Actually, I did something better than sitting on my rear end for two days.  I took a walk in the mountains.
About 30 years ago, in August, I took a week-long trip hiking in Yosemite National Park.  Part of the hike took two friends, with whom I was attending chiropractic college, and me into the Grand Canyon of the Tuolumne River.

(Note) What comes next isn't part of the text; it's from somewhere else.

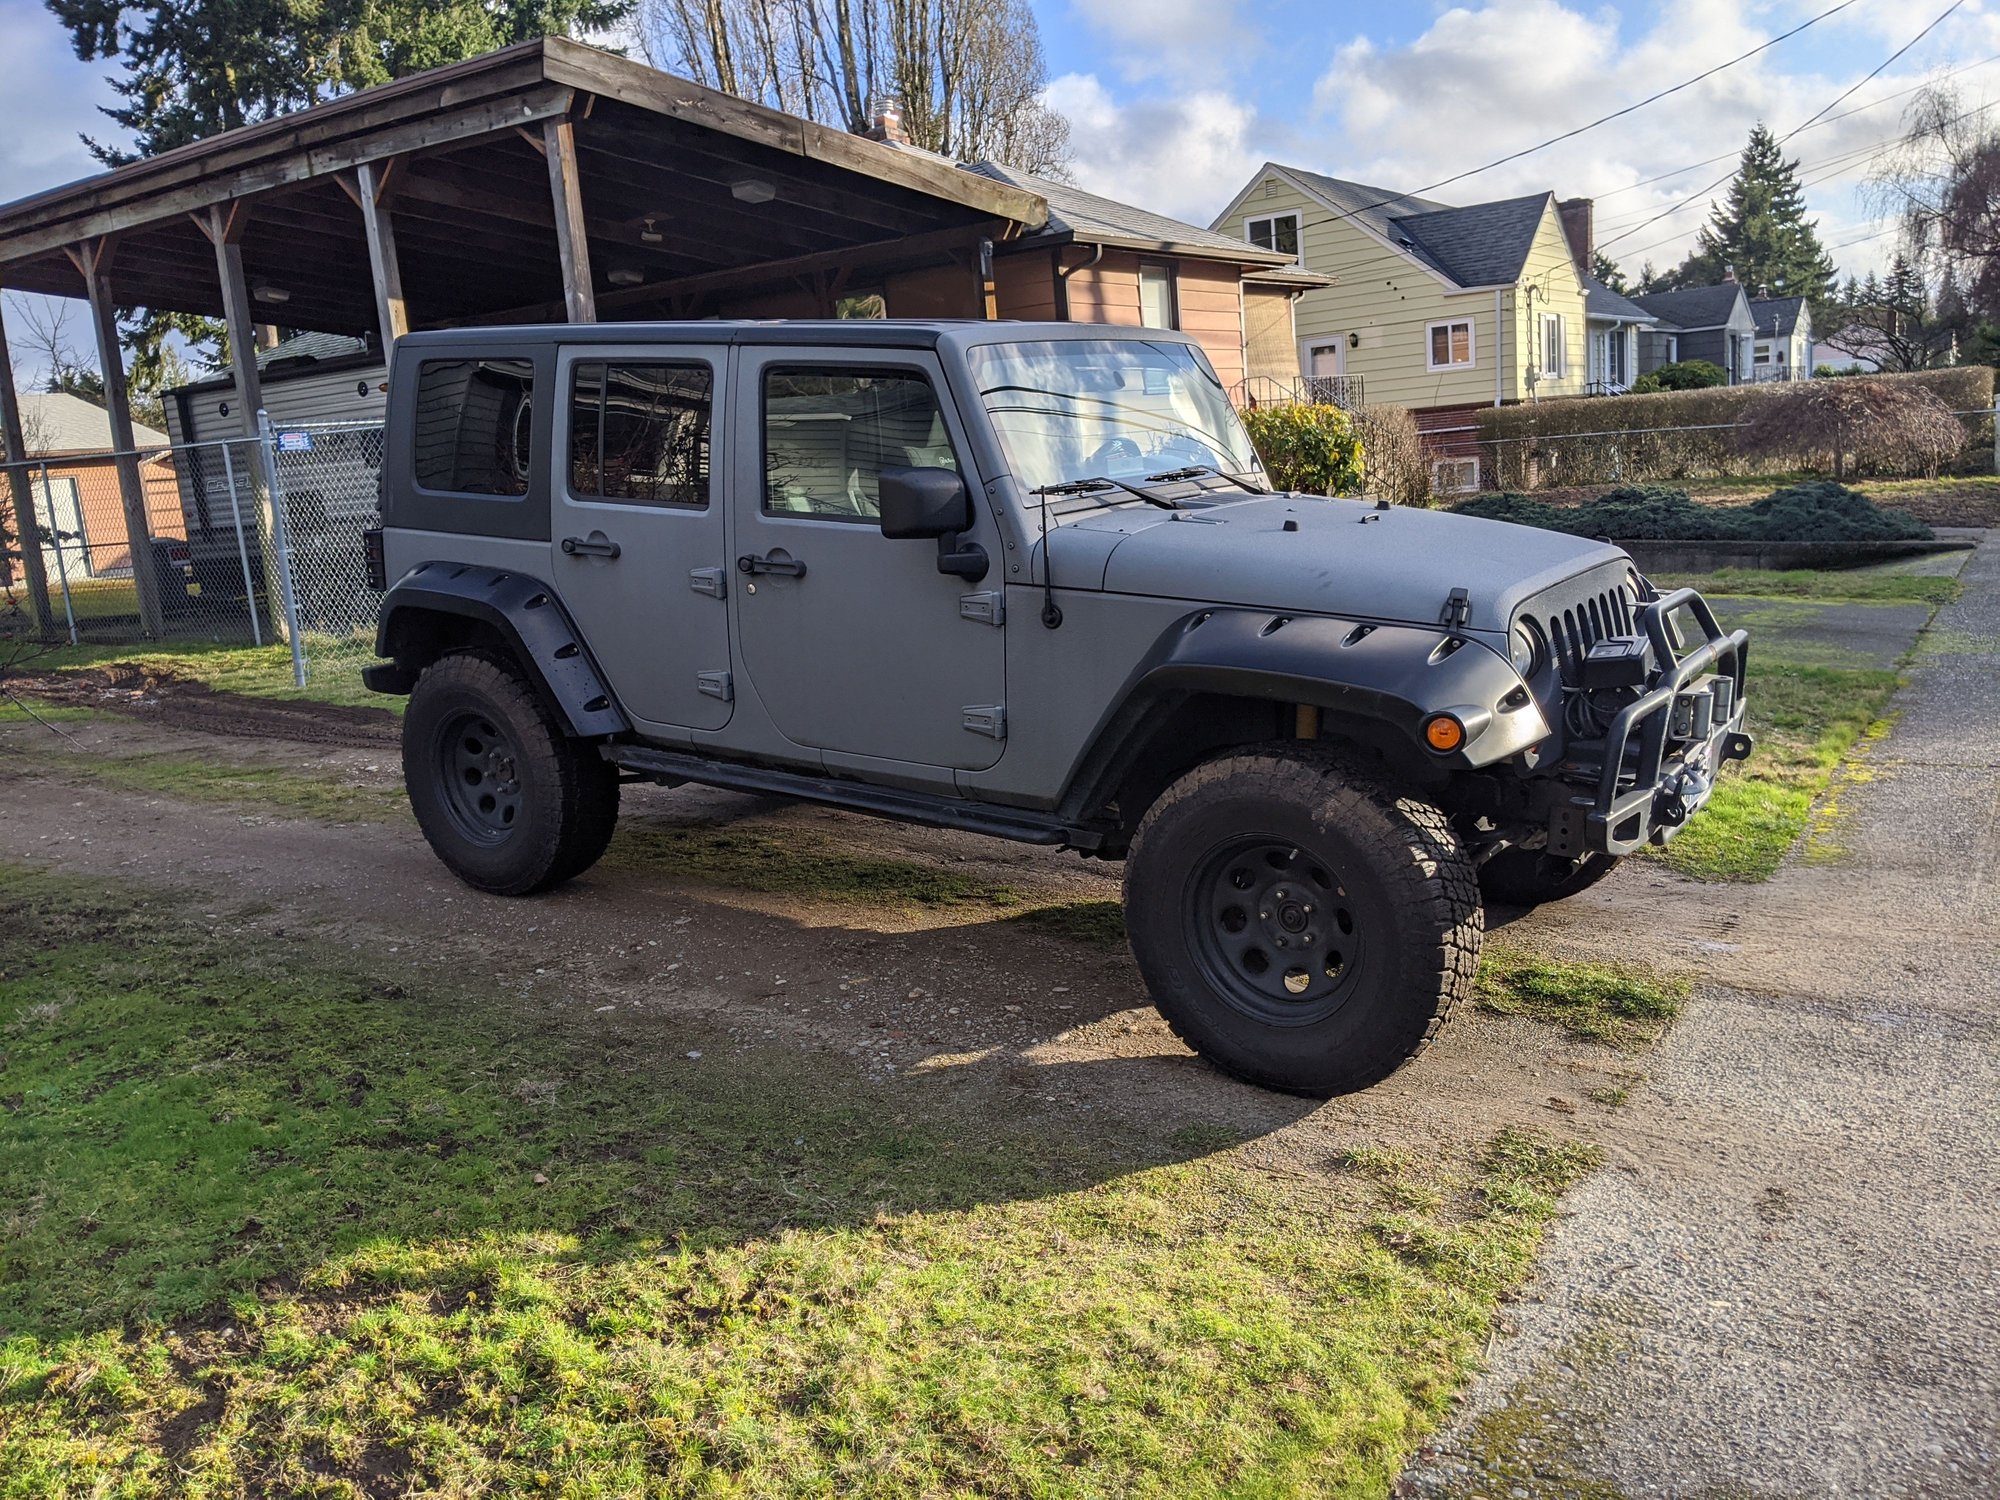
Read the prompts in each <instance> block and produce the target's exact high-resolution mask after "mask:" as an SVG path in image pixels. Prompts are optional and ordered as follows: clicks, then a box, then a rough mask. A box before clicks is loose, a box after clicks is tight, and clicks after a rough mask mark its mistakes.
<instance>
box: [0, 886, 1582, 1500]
mask: <svg viewBox="0 0 2000 1500" xmlns="http://www.w3.org/2000/svg"><path fill="white" fill-rule="evenodd" d="M0 954H4V958H0V1220H4V1234H0V1494H4V1496H10V1498H12V1496H20V1498H22V1500H26V1498H28V1496H34V1498H36V1500H42V1498H44V1496H84V1494H90V1496H100V1494H102V1496H112V1494H116V1496H156V1494H160V1496H164V1494H174V1496H222V1494H244V1492H250V1494H316V1496H362V1494H402V1492H406V1490H424V1492H438V1494H452V1496H472V1494H564V1496H632V1494H708V1496H732V1494H744V1496H748V1494H758V1496H788V1494H814V1496H820V1494H840V1496H912V1494H1024V1496H1064V1494H1118V1496H1128V1494H1130V1496H1142V1494H1158V1496H1210V1494H1214V1496H1218V1494H1260V1496H1276V1494H1302V1492H1312V1494H1330V1496H1378V1494H1382V1492H1384V1490H1386V1488H1388V1484H1390V1480H1392V1478H1394V1474H1396V1472H1398V1468H1400V1462H1402V1458H1404V1456H1406V1454H1408V1450H1410V1448H1412V1446H1414V1442H1418V1440H1420V1438H1422V1434H1424V1432H1426V1430H1430V1428H1432V1426H1434V1424H1436V1422H1438V1420H1440V1418H1442V1416H1444V1414H1446V1410H1448V1404H1450V1396H1452V1392H1454V1390H1456V1388H1458V1386H1460V1384H1462V1382H1464V1380H1466V1378H1468V1374H1470V1372H1472V1370H1474V1368H1476V1364H1478V1358H1480V1350H1482V1346H1484V1342H1486V1338H1488V1332H1490V1326H1492V1318H1494V1314H1496V1306H1498V1300H1500V1298H1504V1296H1506V1294H1510V1290H1512V1288H1514V1286H1518V1284H1520V1280H1522V1278H1524V1276H1526V1272H1528V1266H1530V1258H1532V1252H1534V1246H1536V1240H1538V1236H1540V1232H1542V1226H1544V1224H1546V1222H1548V1220H1550V1216H1552V1214H1554V1208H1556V1194H1560V1192H1562V1190H1564V1188H1566V1186H1568V1184H1570V1182H1572V1180H1574V1178H1576V1176H1578V1174H1582V1172H1584V1170H1588V1168H1590V1166H1592V1162H1594V1154H1592V1152H1590V1150H1588V1148H1584V1146H1578V1144H1574V1142H1554V1140H1546V1138H1538V1136H1528V1134H1522V1132H1508V1134H1504V1136H1500V1138H1496V1140H1492V1142H1488V1144H1486V1146H1484V1148H1478V1150H1470V1152H1450V1150H1440V1152H1434V1154H1424V1156H1410V1158H1402V1160H1398V1162H1396V1164H1394V1170H1392V1172H1376V1174H1370V1172H1352V1174H1344V1176H1338V1178H1332V1180H1326V1182H1318V1184H1310V1186H1302V1184H1300V1180H1298V1178H1296V1174H1288V1176H1278V1174H1264V1172H1258V1170H1256V1168H1254V1166H1252V1164H1248V1162H1244V1160H1240V1158H1238V1156H1236V1154H1232V1152H1228V1150H1220V1148H1222V1146H1226V1144H1228V1140H1230V1136H1228V1134H1218V1132H1212V1130H1208V1132H1204V1134H1200V1136H1198V1138H1194V1136H1190V1138H1188V1142H1190V1144H1188V1146H1184V1148H1168V1144H1166V1142H1164V1140H1162V1136H1164V1134H1166V1132H1162V1130H1158V1128H1146V1130H1140V1128H1136V1126H1122V1124H1118V1122H1116V1120H1114V1118H1112V1120H1108V1118H1102V1116H1092V1118H1090V1122H1088V1126H1080V1124H1074V1122H1072V1120H1070V1116H1066V1114H1054V1112H1050V1114H1032V1112H1030V1110H1026V1108H1016V1110H1000V1112H992V1110H988V1112H974V1108H976V1106H974V1104H972V1102H970V1100H972V1096H974V1094H976V1090H964V1088H954V1086H952V1070H942V1068H940V1070H936V1072H924V1070H916V1072H912V1074H910V1076H906V1078H902V1080H898V1082H864V1080H860V1078H854V1076H848V1074H846V1072H842V1070H840V1068H838V1064H830V1062H828V1060H826V1058H808V1056H798V1054H788V1052H774V1050H760V1048H752V1046H742V1044H736V1042H732V1040H730V1038H726V1036H716V1034H706V1032H700V1030H694V1028H684V1026H680V1024H678V1022H672V1020H660V1018H652V1020H642V1022H630V1030H624V1028H620V1024H616V1022H618V1020H622V1018H606V1016H596V1014H588V1016H580V1018H574V1020H572V1018H568V1014H566V1012H564V1008H562V1006H548V1004H544V1006H540V1008H526V1006H518V1004H510V1002H508V1000H506V998H500V996H494V994H492V992H482V994H460V992H456V990H452V988H446V986H444V984H442V982H440V984H434V982H430V980H426V978H420V976H416V974H412V972H402V974H400V976H396V978H394V980H384V978H382V976H370V974H366V972H360V970H352V968H346V966H344V960H336V958H328V956H326V954H320V952H308V950H304V948H290V946H268V944H264V942H262V940H258V938H256V936H254V934H242V932H238V934H212V932H208V930H204V928H202V926H200V924H198V922H196V920H194V914H192V912H188V914H180V912H176V910H170V908H162V906H152V908H144V906H136V904H132V902H130V900H128V898H114V896H110V894H108V892H106V890H102V888H94V886H78V884H68V882H60V880H54V878H50V876H30V874H22V872H4V870H0ZM690 1052H700V1054H702V1056H700V1058H690V1056H686V1054H690ZM1196 1150H1216V1152H1218V1154H1206V1156H1196V1154H1192V1152H1196Z"/></svg>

There are multiple cascades and waterfalls along the trail leading from Pate Valley and past Glen Aulin towards Tuolumne Meadows.  The falls are all pretty impressive but one, Waterwheel Falls, took me by surprise as it is like no other I had seen.  This video link says it all.

I have gone back two times recently only to find a beautiful canyon with water flowing over granite, but no waterwheels.  This year, with snow pack at about 200% of normal and the most recent snow fall in late May, the likelihood of seeing waterwheels again was too much to resist.  I had planned a backpacking trip in the southern Sierra Nevada, much closer to home, but after a Yosemite ranger told me by email that Waterwheel Falls was booming, I changed my plans.

I took off for Yosemite at 5AM, spent the night in my tent in Tuolumne Meadows (a 32 degree F / 0 degree C night I might add) and headed off about six miles to Glen Aulin the following day.  On August 8th, I walked the additional 3+ miles down the canyon, past California and Le Conte Falls to finally see waterwheels once again.

I spent the day sitting just off to the side of the falls on a giant slab of Sierra Nevada granite, reading in the shade (A Movable Feast by Ernest Hemingway, which was full of words as true and honest as the river and falls).  For lunch I had some great buffalo pemmican, Tanaka Bites.  This high protein, low fat food is made in South Dakota by Oglala Lakotas from the Pine Ridge Reservation and is a great alternative to the chew-toy leather consistency of beef jerky or the grain-and-soy-plus-sugar-disaster of most other power or sports bars.  I admit the Parisian bistro food described by Hemingway was a little more appealing but for trail and camp food, Tanaka is a Paleo diet-followers friend.

Spectacular sights, like those along the Tuolumne River, are yours for the taking if you are fortunate enough to enjoy good health.  Staying healthy is to some degree a matter of good fortune but it  is largely a matter of your own choices.  Lack of exercise, a diet that strays from your genetic roots, poor sleep habits and poor stress management make these types of sights off-limits to many people.

Stick close to your body’s genetic blueprint, eat a Paleo diet, move, sleep well and keep a sense of community and you are far more likely to be able to have the energy and ability to get out and see wonderful sights and sounds.